Jakarta (ANTARA) - Menteri Koordinator Bidang Politik, Hukum, dan Keamanan (Menkopolhukam) Mahfud MD menegaskan Tim Penyelesaian Non-Yudisial Pelanggaran HAM Berat Masa Lalu (PP HAM) bekerja untuk memulihkan hak-hak korban, termasuk korban peristiwa 1965–1966 bukan untuk menghidupkan komunisme.

Mahfud saat jumpa pers di kantornya, Jakarta, Selasa, menegaskan tidak ada kebijakan politik hukum baru yang berubah setelah Tim PP HAM dibentuk, karena fokusnya hanya untuk memulihkan hak-hak korban pelanggaran HAM masa lalu.

“Jadi tidak ada politik hukum baru tentang ideologi, tentang komunisme. Ini bersesuaian dengan Undang-Undang Dasar (1945).
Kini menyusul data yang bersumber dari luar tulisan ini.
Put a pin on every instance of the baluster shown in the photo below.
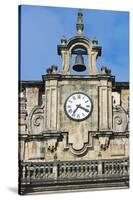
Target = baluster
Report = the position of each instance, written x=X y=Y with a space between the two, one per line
x=28 y=171
x=23 y=171
x=34 y=172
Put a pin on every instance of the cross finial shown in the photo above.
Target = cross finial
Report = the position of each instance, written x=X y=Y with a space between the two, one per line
x=79 y=24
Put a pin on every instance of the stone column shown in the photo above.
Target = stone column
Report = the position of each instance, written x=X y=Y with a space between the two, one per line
x=51 y=105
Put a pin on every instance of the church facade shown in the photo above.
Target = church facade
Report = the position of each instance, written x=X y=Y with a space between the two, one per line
x=74 y=128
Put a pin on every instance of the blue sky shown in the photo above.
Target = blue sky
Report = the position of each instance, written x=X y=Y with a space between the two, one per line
x=42 y=28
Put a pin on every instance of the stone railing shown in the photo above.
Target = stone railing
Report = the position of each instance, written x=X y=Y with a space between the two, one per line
x=44 y=172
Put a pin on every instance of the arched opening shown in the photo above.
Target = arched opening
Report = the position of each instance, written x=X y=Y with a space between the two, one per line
x=79 y=60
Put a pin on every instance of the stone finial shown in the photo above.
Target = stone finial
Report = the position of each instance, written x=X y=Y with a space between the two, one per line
x=79 y=24
x=63 y=40
x=52 y=69
x=95 y=41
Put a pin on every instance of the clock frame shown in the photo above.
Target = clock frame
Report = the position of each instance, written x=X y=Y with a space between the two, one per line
x=80 y=107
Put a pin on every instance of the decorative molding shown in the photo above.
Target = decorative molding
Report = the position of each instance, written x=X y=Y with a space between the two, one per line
x=120 y=119
x=36 y=120
x=79 y=152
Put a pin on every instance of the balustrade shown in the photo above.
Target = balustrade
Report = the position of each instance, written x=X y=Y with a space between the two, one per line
x=58 y=170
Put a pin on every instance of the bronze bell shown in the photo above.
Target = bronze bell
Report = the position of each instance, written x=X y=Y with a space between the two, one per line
x=79 y=64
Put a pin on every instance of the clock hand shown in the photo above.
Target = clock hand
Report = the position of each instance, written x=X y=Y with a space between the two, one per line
x=83 y=108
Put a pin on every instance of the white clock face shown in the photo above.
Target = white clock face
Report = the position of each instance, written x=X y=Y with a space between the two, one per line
x=78 y=106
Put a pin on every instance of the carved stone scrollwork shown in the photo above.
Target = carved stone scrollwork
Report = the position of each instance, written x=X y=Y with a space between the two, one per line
x=104 y=143
x=36 y=120
x=78 y=152
x=52 y=145
x=120 y=119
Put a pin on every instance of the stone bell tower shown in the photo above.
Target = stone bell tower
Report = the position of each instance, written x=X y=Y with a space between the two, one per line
x=80 y=134
x=79 y=45
x=76 y=135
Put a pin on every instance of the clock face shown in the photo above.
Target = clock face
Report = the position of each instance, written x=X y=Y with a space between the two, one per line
x=78 y=106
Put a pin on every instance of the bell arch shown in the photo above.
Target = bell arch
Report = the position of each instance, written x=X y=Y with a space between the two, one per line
x=86 y=47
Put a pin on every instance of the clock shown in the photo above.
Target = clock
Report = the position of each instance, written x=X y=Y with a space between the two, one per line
x=78 y=106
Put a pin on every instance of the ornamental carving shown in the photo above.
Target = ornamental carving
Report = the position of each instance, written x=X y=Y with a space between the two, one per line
x=120 y=119
x=86 y=146
x=36 y=120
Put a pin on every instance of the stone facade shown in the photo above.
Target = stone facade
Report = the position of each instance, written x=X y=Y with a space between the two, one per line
x=51 y=142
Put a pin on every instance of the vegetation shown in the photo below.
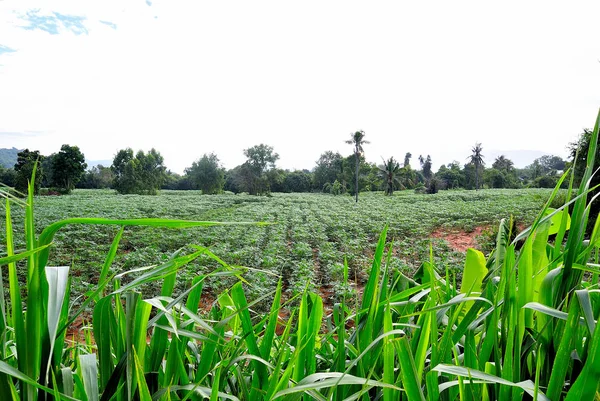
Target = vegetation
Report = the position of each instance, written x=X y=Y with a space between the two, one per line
x=357 y=140
x=520 y=324
x=390 y=171
x=8 y=157
x=68 y=167
x=26 y=162
x=143 y=173
x=333 y=173
x=477 y=161
x=207 y=174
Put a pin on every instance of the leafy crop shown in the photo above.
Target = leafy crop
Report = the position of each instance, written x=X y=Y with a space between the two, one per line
x=521 y=324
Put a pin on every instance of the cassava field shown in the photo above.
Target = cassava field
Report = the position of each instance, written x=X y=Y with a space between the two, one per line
x=310 y=237
x=324 y=300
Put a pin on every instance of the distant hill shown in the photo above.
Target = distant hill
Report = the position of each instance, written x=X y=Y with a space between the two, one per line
x=8 y=157
x=521 y=158
x=94 y=163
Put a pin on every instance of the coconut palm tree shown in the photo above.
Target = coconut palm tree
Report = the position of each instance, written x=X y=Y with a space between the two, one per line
x=358 y=140
x=477 y=160
x=390 y=171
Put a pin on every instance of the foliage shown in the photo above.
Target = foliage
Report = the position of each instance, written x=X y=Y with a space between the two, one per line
x=26 y=162
x=8 y=157
x=389 y=171
x=297 y=181
x=476 y=159
x=521 y=324
x=8 y=176
x=357 y=140
x=143 y=173
x=68 y=166
x=426 y=167
x=451 y=176
x=252 y=176
x=207 y=174
x=328 y=169
x=97 y=177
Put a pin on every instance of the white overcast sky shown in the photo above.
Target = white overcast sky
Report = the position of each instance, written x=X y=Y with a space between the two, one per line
x=191 y=77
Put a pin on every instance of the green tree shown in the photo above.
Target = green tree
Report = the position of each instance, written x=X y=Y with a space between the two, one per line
x=139 y=174
x=503 y=164
x=297 y=181
x=551 y=164
x=327 y=170
x=357 y=140
x=477 y=159
x=68 y=166
x=260 y=159
x=426 y=167
x=97 y=177
x=389 y=171
x=26 y=160
x=8 y=176
x=207 y=174
x=451 y=175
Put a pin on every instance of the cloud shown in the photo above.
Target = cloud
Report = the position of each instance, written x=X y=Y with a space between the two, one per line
x=54 y=22
x=23 y=134
x=111 y=24
x=6 y=49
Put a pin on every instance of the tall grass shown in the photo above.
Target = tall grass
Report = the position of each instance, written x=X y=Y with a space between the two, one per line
x=520 y=325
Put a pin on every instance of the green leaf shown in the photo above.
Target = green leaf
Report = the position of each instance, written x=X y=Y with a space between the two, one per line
x=474 y=272
x=58 y=279
x=476 y=376
x=89 y=373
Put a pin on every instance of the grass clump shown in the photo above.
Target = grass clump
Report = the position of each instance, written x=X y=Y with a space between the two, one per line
x=521 y=324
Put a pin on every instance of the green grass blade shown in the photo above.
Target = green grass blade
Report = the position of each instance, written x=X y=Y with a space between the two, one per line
x=89 y=373
x=477 y=376
x=58 y=279
x=587 y=384
x=563 y=354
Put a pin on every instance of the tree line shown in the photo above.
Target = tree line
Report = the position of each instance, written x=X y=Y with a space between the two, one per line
x=145 y=173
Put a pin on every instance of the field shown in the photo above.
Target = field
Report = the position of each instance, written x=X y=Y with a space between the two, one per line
x=311 y=234
x=324 y=299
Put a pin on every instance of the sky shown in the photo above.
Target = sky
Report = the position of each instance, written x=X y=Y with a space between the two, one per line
x=193 y=77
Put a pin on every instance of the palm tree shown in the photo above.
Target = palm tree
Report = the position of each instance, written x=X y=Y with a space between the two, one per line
x=389 y=171
x=357 y=139
x=477 y=160
x=503 y=164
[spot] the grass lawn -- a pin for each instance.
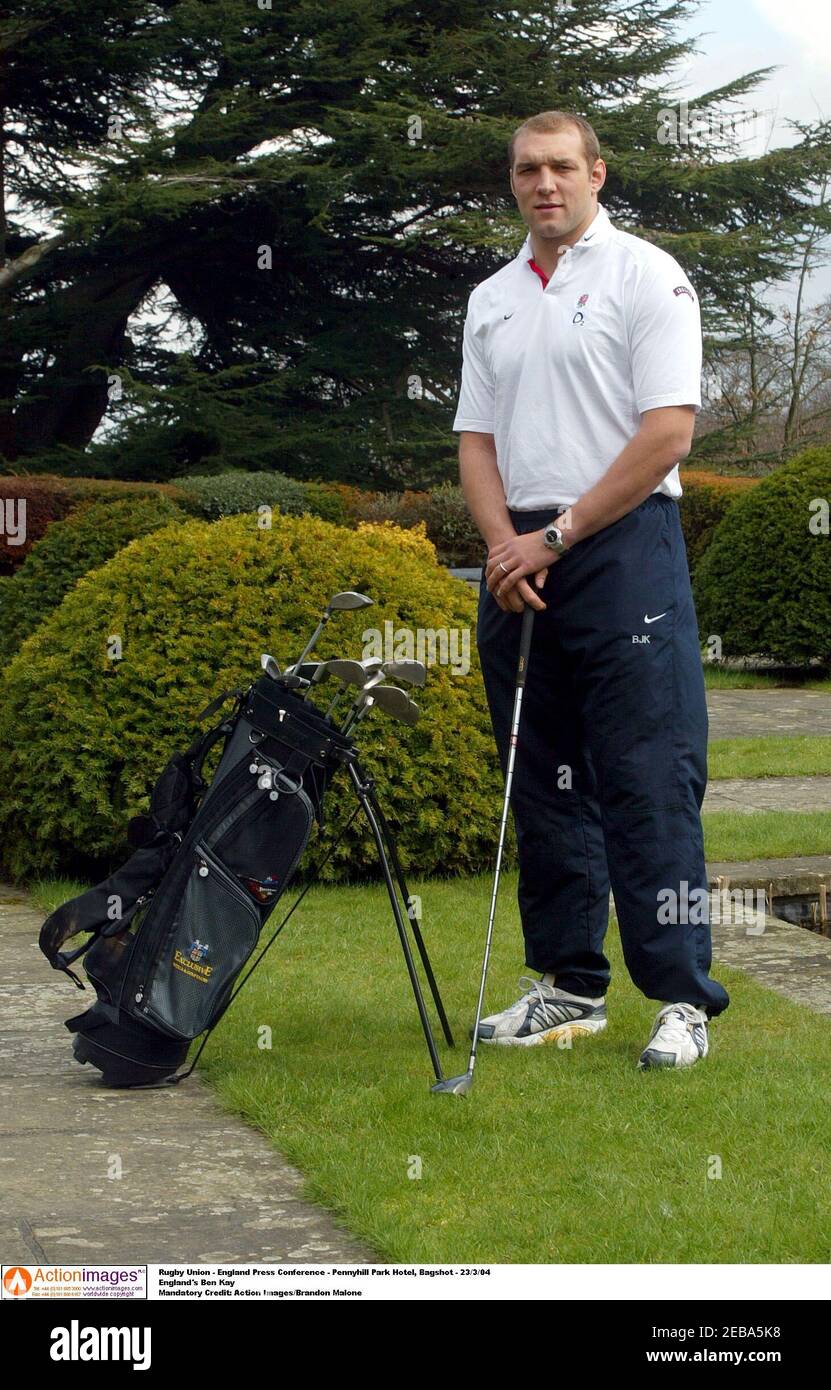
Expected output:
(723, 679)
(791, 755)
(766, 834)
(557, 1155)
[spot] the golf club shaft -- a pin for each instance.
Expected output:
(520, 690)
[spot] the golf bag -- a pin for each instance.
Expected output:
(173, 929)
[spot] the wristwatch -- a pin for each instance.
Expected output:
(552, 537)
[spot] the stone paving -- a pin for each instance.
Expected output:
(769, 794)
(748, 713)
(198, 1184)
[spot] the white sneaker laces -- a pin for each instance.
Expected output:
(674, 1025)
(534, 990)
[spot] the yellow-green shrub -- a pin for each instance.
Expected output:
(82, 737)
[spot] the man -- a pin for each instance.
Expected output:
(581, 380)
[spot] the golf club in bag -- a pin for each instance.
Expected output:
(174, 927)
(462, 1084)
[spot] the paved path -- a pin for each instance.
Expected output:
(785, 958)
(746, 713)
(198, 1184)
(769, 794)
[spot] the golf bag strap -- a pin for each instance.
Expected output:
(63, 959)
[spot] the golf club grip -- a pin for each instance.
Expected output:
(524, 645)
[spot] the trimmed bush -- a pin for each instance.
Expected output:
(452, 528)
(91, 535)
(231, 494)
(764, 583)
(50, 498)
(82, 737)
(706, 499)
(29, 506)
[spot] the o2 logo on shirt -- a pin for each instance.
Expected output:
(581, 302)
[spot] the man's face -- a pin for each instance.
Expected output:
(553, 184)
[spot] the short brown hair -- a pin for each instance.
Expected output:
(555, 121)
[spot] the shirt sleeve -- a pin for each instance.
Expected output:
(475, 398)
(666, 339)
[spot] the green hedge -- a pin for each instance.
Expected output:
(50, 498)
(82, 738)
(708, 498)
(91, 535)
(764, 583)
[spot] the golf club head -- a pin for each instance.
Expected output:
(393, 701)
(270, 666)
(346, 670)
(349, 599)
(310, 672)
(414, 673)
(453, 1084)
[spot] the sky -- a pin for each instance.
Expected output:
(737, 36)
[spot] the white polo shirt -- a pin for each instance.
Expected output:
(560, 374)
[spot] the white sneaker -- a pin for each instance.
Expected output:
(544, 1014)
(678, 1037)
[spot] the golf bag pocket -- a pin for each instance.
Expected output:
(213, 934)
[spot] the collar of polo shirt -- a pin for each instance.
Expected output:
(598, 231)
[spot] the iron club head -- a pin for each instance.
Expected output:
(453, 1084)
(393, 701)
(414, 673)
(270, 666)
(348, 599)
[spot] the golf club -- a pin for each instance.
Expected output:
(348, 673)
(462, 1084)
(412, 672)
(392, 699)
(339, 602)
(270, 666)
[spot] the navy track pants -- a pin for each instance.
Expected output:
(610, 766)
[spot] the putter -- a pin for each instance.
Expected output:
(339, 602)
(462, 1084)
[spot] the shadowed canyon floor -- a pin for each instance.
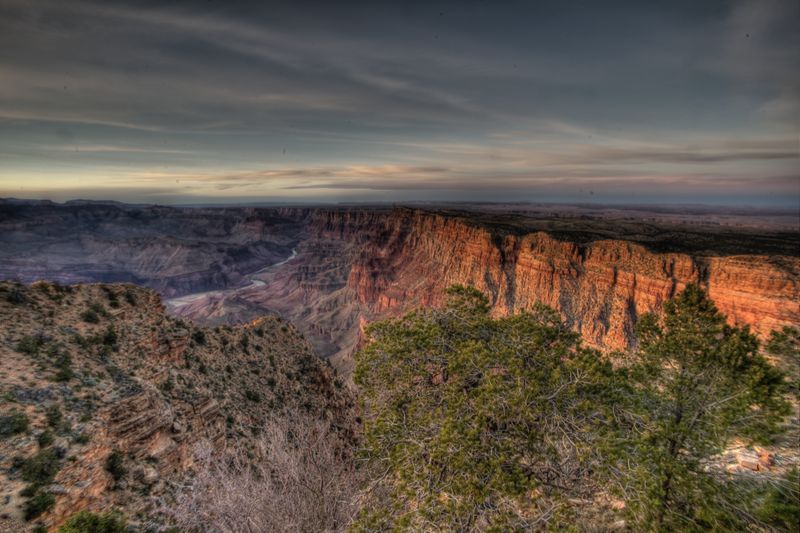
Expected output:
(331, 270)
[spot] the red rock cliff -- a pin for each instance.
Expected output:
(407, 258)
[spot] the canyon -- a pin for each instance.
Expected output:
(332, 270)
(99, 371)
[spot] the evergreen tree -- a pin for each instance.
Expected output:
(479, 423)
(697, 383)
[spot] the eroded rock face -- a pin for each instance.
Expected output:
(600, 287)
(330, 270)
(359, 265)
(143, 385)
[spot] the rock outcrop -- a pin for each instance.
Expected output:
(408, 258)
(100, 370)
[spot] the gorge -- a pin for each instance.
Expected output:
(330, 270)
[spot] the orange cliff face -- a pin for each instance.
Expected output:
(408, 258)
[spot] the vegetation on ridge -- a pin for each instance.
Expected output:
(495, 424)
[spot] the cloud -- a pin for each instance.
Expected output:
(235, 97)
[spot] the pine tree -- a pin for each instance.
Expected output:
(697, 383)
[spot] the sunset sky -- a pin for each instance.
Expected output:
(218, 101)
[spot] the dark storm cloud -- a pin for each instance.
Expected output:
(309, 97)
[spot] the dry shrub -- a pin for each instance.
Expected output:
(300, 476)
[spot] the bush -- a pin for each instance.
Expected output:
(86, 522)
(115, 465)
(13, 423)
(39, 503)
(15, 296)
(45, 439)
(110, 335)
(40, 468)
(90, 316)
(54, 416)
(252, 395)
(199, 337)
(30, 344)
(64, 370)
(696, 384)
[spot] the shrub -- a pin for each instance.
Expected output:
(115, 465)
(13, 423)
(45, 439)
(110, 335)
(54, 416)
(15, 296)
(90, 316)
(87, 522)
(305, 482)
(40, 468)
(64, 370)
(30, 344)
(39, 503)
(199, 337)
(252, 395)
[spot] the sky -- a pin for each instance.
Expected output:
(369, 101)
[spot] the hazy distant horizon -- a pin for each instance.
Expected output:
(669, 207)
(616, 102)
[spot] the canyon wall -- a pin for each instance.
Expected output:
(408, 257)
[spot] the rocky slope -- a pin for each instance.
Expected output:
(104, 397)
(175, 251)
(360, 265)
(599, 286)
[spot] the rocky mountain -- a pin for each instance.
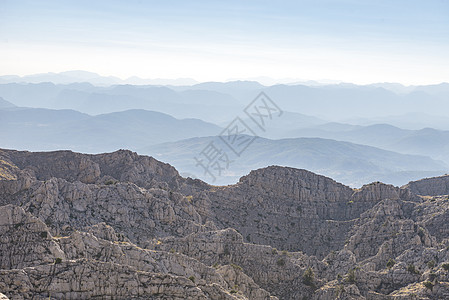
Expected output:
(123, 226)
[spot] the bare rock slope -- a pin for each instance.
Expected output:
(124, 226)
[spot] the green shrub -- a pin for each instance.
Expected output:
(445, 266)
(412, 269)
(428, 284)
(308, 278)
(432, 276)
(351, 276)
(280, 262)
(391, 262)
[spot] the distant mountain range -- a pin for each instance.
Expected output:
(220, 102)
(329, 129)
(349, 163)
(44, 129)
(93, 78)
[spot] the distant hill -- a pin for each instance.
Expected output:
(45, 129)
(427, 141)
(220, 102)
(5, 104)
(349, 163)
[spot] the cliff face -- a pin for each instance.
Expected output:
(120, 226)
(430, 186)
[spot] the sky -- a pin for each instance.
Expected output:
(347, 40)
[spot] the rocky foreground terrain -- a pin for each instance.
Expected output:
(124, 226)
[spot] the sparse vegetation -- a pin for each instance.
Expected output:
(281, 262)
(428, 285)
(445, 266)
(351, 276)
(412, 269)
(308, 278)
(391, 262)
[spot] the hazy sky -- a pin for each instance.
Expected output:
(404, 41)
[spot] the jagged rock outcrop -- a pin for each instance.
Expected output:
(293, 210)
(119, 226)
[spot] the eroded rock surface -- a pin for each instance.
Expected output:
(123, 226)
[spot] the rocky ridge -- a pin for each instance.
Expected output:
(124, 226)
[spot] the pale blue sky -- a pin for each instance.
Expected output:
(354, 41)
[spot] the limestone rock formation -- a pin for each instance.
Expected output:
(123, 226)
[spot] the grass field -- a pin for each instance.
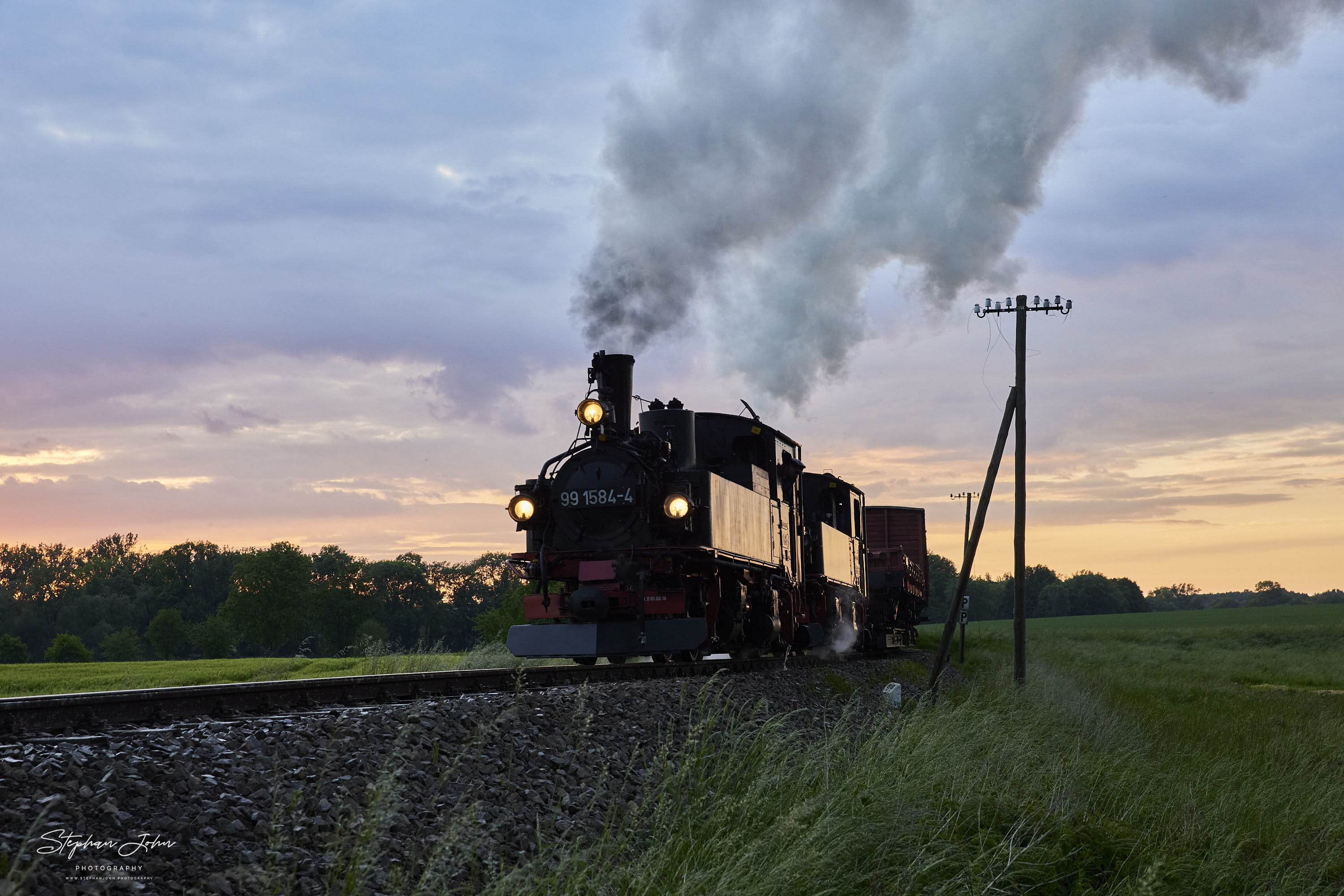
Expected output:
(1175, 753)
(22, 680)
(1307, 614)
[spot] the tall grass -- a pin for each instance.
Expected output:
(1042, 790)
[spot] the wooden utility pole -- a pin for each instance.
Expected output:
(940, 661)
(1019, 518)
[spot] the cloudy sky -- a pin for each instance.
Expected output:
(308, 272)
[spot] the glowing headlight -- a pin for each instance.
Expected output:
(590, 412)
(522, 508)
(676, 506)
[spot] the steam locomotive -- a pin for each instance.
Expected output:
(695, 532)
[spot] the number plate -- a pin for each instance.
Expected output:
(599, 497)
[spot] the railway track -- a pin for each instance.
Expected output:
(97, 711)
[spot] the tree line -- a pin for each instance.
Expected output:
(116, 601)
(1088, 593)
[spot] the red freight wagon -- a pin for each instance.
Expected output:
(898, 567)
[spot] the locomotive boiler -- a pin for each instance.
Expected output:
(686, 532)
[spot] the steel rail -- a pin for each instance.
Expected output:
(97, 710)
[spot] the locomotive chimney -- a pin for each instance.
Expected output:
(615, 378)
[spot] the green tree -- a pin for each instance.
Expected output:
(268, 594)
(943, 582)
(409, 604)
(214, 637)
(1269, 594)
(168, 633)
(1175, 597)
(13, 649)
(340, 600)
(121, 647)
(494, 625)
(371, 630)
(68, 648)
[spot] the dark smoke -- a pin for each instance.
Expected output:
(785, 151)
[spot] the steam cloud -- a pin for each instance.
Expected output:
(785, 151)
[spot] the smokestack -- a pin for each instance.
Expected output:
(615, 378)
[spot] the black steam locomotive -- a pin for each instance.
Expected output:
(694, 534)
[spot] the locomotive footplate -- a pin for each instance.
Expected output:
(607, 639)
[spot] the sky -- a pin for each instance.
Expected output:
(308, 272)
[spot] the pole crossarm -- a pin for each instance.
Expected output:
(1006, 307)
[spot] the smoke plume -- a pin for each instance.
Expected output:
(781, 152)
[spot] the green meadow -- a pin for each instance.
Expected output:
(29, 679)
(1166, 753)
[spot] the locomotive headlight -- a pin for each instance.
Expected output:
(590, 412)
(522, 508)
(676, 506)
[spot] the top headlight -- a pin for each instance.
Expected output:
(676, 506)
(522, 508)
(590, 412)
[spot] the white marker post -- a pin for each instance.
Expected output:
(965, 617)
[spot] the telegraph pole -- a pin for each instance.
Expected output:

Hak-hak korban kejahatan atau pelanggaran HAM berat itu harus diprioritaskan karena prosedur-prosedur hukum yang disediakan oleh negara itu tidak bisa jalan,” kata Mahfud MD.

Mahfud menilai bersamaan dengan penyelesaian lewat jalur-jalur yudisial, pemulihan hak-hak korban yang merupakan salah satu penyelesaian nonyudisial harus berjalan.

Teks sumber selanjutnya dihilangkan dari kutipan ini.